Work on the prototype took over a year. It was during this process that R. J. Mitchell showed his genius, refining the initial design of the Type 300 until the almost hand-built prototype was ready. The new aircraft was a very modern design. After a series of arguments within the Air Ministry it was armed with eight .303 Browning machine guns. It had an all-metal stressed-skin and metal wings, with fabric covered control surfaces. The only out-dated element of the aircraft was its two blade fixed pitch wooden propeller.
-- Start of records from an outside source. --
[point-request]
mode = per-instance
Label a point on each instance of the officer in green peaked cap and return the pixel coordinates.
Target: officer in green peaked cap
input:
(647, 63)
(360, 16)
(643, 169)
In the mid 1930s it was not at all clear how combat between monoplane fighters would develop. The Spitfire and the Hurricane represented two alternative possibilities. The Hurricane was fast, but its main strength was its manoeuvrability and turning circle. Likewise, although the Spitfire was agile and manoeuvrable, its main strength was speed. It would soon become clear that Mitchell had followed the correct route (another alternative led to the turret armed Boulton Paul Defiant).

The prototype was built around a Merlin “C” engine, providing 990 hp. It first flew on 5 March 1936 in the hands of Vicker’s chief test pilot, Captain J “Mutt” Summers. The aircraft was fast, capable of close to 350 mph in level flight. Only four months earlier the Hawker Hurricane had seemed astonishingly quick at 315 mph, while the contemporary Bf 109B could only reach 298 mph.  
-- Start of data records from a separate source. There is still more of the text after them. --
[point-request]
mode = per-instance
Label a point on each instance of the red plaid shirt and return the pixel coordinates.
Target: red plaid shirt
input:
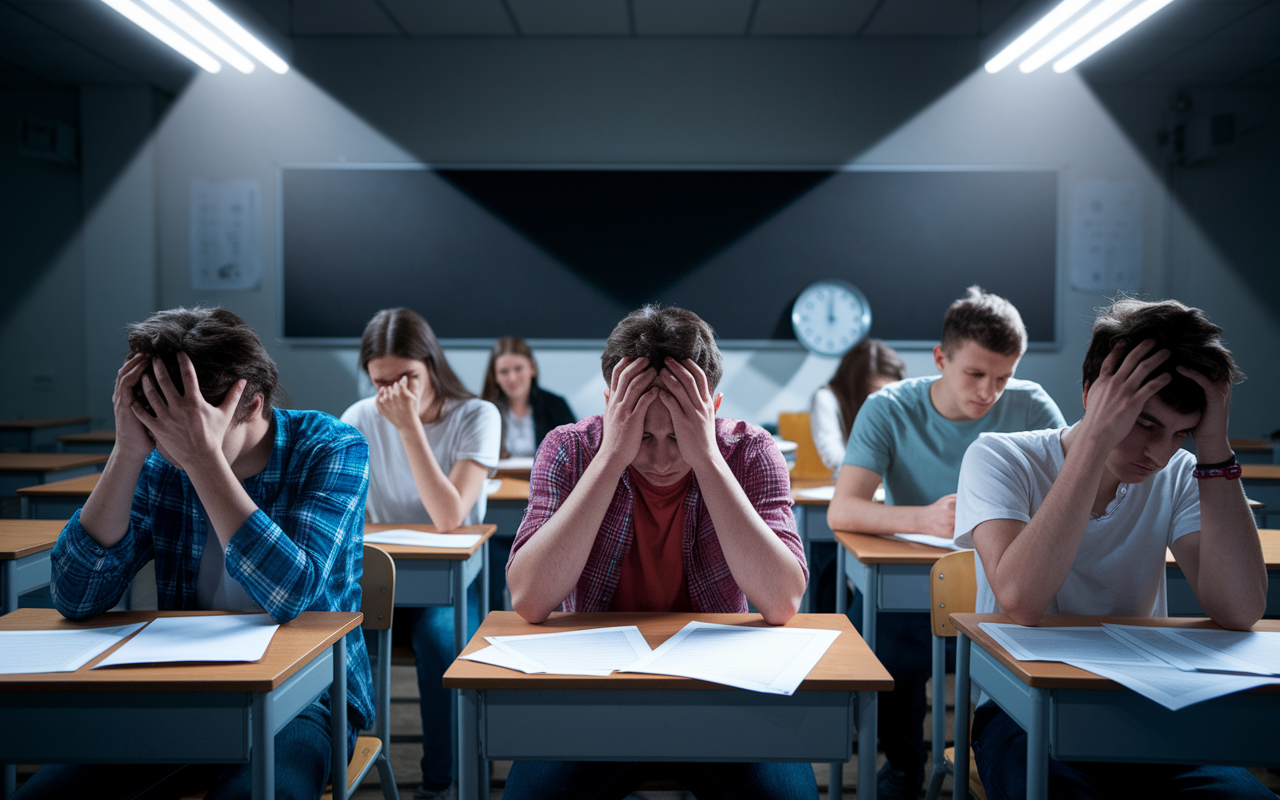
(752, 456)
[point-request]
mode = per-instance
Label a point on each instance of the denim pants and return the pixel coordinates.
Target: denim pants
(1000, 749)
(613, 780)
(433, 649)
(302, 759)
The Spitfire is often described as being a small aircraft – one German visitor dismissed it as a “toy”. In fact it was four feet wider and 18 inches longer than its most famous opponent, the Bf 109. If the original production version – the Bf 109C - had still been in use in 1940, then the battle between them would have been very one-sided. It is a tribute to Mitchell’s design skills that the first version of the Spitfire was an equal for the third major version of the Bf 109.

 

Empty Weight

Full Weight

span

Length

Spitfire Mk I

4810 lbs

5785 lbs

36 ft 10in

29 ft 11in

Bf 109E

4685 lbs

5919 lbs

32 ft 4.5 in

28ft 4in

Mitchell was present to watch the maiden flight of the Spitfire. However, his health was not robust. He had had a brush with cancer in 1933, and in 1937 it returned. On 11 June 1937 Mitchell died, aged only 42. By the time he died, the Spitfire was already famous. It had made its public debut on 27 June 1936 at the Royal Air Force Pageant at Hendon. Earlier in the month (3 June), Supermarine had received an order for 310 production Spitfires.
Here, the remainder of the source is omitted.